Why beginners should learn Python first. - plantr567
http://slant.co/topics/what-is-the-best-programming-language-to-learn-first/opinions/python

======
kyllo
As a programmer who was a beginner not very long ago, I agree that Python is
great for beginners and experts alike. Ruby is another decent candidate, for
mostly the same reasons.

Java and C++, the languages you usually see in university courses and the work
place, are just god-awful for beginners.

When I first started learning programming, I didn't really know what language
I should study, so I flip-flopped between studying Java, C++, Python, and PHP,
and learned them to widely varying degrees of proficiency. Then I picked up
Javascript, then Ruby, then Objective-C, and now I think that's about all the
OO languages I would have any reason to learn, and am now just starting to
dabble in functional programming.

I think the only reason I didn't just stick with Python throughout the
beginner phase, is that I didn't really get what Python was "for." I thought
it was just for desktop scripting.
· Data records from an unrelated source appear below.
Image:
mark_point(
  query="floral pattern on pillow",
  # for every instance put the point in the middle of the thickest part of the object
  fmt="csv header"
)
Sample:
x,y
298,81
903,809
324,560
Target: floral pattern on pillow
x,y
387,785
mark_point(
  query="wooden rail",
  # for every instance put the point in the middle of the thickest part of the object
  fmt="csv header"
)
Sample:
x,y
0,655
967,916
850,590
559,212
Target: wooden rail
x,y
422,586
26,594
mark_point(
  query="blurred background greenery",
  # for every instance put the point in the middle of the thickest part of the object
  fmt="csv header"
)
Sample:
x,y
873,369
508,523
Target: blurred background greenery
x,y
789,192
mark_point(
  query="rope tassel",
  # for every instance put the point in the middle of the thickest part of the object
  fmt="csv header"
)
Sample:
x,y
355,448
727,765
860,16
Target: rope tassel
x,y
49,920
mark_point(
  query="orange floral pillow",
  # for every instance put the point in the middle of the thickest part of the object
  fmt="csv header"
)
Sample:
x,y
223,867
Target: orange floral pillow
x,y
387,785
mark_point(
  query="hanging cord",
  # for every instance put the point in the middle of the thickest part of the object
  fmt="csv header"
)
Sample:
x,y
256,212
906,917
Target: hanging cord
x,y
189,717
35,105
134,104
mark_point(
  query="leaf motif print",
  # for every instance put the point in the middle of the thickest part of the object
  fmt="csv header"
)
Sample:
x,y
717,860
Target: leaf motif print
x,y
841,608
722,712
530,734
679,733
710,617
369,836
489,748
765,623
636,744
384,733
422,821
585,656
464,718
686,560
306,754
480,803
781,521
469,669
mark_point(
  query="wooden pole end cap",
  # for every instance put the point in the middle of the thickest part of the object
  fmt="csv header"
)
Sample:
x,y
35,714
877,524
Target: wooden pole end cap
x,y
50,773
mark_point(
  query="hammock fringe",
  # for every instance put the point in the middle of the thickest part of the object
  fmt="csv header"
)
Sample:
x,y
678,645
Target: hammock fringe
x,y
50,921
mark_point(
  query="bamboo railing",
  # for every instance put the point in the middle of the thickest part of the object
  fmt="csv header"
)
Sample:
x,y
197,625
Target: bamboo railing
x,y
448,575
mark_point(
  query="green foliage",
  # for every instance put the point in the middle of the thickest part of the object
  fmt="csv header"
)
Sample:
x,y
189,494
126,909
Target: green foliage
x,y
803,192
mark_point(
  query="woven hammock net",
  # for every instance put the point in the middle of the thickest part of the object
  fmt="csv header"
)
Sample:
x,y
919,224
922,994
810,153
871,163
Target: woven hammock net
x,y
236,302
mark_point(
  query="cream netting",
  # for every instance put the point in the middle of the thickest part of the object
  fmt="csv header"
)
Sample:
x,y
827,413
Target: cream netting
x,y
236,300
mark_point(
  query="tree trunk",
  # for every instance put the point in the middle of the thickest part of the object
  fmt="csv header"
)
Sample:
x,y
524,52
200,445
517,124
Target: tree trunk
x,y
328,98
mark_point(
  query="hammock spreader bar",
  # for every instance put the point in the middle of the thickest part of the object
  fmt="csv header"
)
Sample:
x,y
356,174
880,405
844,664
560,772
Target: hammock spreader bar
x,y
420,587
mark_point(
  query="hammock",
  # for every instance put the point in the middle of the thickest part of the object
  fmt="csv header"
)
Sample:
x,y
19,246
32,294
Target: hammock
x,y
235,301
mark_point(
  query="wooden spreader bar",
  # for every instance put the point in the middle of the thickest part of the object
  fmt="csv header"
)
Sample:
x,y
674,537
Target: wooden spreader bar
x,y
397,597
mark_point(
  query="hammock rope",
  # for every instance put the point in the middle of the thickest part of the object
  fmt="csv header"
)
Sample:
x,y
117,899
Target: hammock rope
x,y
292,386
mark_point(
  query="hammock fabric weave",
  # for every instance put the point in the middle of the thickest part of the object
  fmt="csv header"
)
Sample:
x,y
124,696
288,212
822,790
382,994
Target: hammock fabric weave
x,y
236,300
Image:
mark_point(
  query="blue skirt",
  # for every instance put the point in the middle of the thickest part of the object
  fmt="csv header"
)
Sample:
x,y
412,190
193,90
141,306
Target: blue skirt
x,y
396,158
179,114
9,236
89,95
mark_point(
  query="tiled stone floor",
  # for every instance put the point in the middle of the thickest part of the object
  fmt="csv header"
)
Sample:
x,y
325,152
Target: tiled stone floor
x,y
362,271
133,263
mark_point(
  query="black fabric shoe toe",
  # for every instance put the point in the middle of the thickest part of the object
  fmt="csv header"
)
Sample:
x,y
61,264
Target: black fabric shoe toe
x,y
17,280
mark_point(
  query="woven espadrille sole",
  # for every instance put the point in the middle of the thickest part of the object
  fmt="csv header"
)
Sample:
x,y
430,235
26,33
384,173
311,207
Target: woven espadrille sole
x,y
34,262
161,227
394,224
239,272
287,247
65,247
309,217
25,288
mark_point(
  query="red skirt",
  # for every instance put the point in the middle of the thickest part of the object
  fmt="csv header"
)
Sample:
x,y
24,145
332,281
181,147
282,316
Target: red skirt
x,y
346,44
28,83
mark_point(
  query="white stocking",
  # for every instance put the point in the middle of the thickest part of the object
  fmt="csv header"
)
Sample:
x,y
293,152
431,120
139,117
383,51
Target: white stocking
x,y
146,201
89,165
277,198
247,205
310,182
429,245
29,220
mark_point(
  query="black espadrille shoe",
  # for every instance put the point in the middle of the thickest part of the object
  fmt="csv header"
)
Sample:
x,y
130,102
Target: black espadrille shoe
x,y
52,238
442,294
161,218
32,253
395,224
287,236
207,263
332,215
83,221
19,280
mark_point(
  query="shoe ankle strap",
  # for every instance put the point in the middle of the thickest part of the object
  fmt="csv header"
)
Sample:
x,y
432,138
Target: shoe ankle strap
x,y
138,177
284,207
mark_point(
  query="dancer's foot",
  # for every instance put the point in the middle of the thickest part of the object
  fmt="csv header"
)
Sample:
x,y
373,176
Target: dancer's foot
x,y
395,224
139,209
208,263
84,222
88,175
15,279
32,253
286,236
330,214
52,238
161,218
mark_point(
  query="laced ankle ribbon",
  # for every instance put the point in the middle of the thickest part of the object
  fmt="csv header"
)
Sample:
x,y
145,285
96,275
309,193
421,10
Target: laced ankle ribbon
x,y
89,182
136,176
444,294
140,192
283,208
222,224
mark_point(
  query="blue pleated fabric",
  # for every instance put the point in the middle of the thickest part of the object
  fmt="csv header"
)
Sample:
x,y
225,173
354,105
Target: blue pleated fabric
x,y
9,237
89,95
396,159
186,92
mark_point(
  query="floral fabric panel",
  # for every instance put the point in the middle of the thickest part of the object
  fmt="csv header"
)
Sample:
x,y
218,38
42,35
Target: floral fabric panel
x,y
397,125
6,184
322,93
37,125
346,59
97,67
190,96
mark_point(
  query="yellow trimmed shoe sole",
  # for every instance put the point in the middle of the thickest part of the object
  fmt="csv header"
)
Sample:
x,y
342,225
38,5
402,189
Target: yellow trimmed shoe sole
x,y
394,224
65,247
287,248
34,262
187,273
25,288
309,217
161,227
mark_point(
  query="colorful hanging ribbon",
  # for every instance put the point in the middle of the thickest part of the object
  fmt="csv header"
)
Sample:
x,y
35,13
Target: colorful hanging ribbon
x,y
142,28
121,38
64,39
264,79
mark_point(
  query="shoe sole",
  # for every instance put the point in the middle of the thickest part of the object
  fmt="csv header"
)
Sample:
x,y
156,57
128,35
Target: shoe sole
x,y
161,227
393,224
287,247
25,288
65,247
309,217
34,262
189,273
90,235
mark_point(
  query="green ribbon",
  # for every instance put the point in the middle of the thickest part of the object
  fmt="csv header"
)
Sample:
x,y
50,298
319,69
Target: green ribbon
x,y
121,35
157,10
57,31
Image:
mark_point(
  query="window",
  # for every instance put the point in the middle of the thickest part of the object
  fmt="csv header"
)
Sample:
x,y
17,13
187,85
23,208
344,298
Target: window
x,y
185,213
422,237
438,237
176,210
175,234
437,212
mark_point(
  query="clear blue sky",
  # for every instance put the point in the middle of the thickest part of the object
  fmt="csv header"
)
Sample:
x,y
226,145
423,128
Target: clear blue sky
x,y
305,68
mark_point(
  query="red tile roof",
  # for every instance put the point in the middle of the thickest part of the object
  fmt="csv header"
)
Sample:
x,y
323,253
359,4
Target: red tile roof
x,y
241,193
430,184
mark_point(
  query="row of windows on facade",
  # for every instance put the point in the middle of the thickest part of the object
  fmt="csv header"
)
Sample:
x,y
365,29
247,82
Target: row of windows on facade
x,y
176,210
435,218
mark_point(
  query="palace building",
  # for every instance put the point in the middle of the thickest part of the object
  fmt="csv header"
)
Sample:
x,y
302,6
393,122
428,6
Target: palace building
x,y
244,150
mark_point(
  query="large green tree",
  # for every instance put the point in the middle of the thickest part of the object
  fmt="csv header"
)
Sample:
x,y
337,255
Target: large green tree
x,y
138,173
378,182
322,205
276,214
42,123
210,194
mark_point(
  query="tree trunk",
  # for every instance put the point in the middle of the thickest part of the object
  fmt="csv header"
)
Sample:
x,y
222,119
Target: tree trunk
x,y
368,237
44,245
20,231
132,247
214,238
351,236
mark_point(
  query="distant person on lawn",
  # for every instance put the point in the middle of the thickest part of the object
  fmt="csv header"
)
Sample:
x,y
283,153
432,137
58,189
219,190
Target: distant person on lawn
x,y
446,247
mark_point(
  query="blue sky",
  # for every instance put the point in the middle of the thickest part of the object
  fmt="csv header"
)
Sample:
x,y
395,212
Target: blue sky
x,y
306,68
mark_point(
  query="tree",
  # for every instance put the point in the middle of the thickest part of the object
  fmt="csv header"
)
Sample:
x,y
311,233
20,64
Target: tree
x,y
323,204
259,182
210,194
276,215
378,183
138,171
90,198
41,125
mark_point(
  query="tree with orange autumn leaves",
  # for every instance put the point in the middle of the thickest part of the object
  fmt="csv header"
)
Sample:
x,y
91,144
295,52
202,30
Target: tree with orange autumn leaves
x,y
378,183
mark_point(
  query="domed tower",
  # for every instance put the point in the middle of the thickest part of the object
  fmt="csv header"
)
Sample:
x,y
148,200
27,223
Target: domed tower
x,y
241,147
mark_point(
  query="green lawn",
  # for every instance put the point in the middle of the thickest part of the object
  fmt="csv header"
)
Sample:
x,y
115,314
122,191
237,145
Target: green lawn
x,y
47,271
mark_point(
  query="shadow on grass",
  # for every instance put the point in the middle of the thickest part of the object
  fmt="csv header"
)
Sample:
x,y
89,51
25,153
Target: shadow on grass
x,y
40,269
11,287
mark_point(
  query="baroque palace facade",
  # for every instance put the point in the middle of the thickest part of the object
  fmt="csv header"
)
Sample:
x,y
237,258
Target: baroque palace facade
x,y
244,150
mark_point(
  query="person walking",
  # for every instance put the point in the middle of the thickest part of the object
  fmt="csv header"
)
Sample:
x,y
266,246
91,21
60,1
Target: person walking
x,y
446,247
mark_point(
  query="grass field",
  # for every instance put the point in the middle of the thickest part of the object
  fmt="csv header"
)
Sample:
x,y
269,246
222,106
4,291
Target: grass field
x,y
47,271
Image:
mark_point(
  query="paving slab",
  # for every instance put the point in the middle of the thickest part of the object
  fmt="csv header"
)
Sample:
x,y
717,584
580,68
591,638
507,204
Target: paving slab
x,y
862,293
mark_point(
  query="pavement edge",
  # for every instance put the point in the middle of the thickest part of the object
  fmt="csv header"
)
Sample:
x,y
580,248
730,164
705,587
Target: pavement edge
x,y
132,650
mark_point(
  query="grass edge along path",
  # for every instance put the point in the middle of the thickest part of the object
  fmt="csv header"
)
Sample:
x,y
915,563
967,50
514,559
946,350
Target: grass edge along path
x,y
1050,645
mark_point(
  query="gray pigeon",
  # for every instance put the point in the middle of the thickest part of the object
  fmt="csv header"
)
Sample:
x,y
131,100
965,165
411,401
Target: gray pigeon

I didn't know about its GUI toolkits, or
that you could write web applications in it. I learned PHP because I could
immediately see the end use of it in my browser, and had no idea I could have
used Python for the same thing.

If I had to do it over, instead of studying such a smattering of languages, I
probably would have started off with a crash-course in C and then quickly
moved on to doing everything in Python (and Javascript).